The redevelopment authorities often work in close coordination with management districts – which are a different kind of animal altogether. Management districts are special districts created by the state that can levy additional property taxes to pay for a wide variety of neighborhood-level services ranging from landscaping to marketing.

Part of the reason that it is hard to disentangle all these entities is that they sometimes share offices and staff.

For example, in downtown Houston, the Midtown Redevelopment Authority/TIRZ and the Midtown Management District are co-located and often share staff. However, they perform different functions and have different boards.

The Downtown Management District and the Downtown Redevelopment Authority/TIRZ are co-located with Central Houston, a private business association that helped to hatch the other entities.

All this can be pretty confusing when all you want to do is call your City Council member to find out how something works.

And such quasi-government entities can sometimes result in controversy, as when the Montrose bridge lights went out because of a dispute between the Montrose Management District and some of its property owners.
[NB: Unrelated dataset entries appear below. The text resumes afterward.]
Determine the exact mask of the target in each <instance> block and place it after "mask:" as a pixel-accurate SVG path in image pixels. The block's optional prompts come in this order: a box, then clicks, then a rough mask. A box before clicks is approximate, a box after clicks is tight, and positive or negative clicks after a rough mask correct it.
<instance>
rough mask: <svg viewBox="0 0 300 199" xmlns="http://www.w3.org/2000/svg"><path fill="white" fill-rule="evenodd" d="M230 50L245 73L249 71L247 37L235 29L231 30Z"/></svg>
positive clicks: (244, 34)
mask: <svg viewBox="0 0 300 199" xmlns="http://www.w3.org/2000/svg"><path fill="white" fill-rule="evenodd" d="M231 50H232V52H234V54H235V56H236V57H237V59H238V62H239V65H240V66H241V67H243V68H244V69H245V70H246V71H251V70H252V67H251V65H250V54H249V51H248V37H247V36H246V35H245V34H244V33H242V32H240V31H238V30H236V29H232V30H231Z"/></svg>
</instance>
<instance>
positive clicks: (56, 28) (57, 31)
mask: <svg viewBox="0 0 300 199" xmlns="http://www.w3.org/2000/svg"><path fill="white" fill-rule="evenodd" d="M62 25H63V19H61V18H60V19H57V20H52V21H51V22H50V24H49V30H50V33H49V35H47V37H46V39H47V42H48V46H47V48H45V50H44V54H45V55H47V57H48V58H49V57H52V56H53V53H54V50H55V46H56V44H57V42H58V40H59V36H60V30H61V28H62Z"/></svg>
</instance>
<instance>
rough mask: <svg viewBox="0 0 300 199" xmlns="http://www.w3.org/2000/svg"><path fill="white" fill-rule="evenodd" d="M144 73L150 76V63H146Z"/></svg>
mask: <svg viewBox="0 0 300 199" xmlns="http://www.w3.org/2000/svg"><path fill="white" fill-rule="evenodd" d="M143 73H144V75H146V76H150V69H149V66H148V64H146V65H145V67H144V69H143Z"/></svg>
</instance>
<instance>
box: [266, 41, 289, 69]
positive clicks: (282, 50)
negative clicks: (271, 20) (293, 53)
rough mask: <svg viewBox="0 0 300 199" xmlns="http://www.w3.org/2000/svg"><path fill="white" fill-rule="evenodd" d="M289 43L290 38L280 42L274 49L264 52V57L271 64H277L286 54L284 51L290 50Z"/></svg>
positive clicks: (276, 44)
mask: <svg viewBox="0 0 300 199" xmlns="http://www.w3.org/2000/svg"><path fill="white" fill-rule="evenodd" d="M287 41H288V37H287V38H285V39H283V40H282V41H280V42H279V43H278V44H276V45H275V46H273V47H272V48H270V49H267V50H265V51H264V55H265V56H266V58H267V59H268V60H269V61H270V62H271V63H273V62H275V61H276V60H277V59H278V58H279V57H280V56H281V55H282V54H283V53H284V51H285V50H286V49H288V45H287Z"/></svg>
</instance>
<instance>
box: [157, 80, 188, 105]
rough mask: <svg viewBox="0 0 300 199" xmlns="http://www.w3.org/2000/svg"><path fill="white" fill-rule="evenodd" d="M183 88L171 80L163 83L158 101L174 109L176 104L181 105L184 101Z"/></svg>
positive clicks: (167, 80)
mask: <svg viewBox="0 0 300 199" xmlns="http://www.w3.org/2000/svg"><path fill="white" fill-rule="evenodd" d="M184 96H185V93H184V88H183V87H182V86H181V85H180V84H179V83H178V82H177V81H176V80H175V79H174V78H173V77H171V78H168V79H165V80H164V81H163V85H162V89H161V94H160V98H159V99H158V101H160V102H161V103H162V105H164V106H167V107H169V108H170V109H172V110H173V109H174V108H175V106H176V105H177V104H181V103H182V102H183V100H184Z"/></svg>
A parallel Montrose TIRZ was created in 2015 after residents complained about a plan to add Montrose to the Midtown TIRZ.

But in Houston – as in almost no other American city – government is limited (as is trust in government) and philanthropy is strong and deeply involved in city building efforts. So it’s almost inevitable that public-private entities such as local government corporations will play an important role.

So long as they are open and transparent – and remain accountable to elected officials and the public at large – they can play an important role in helping Houston become a more vibrant urban place.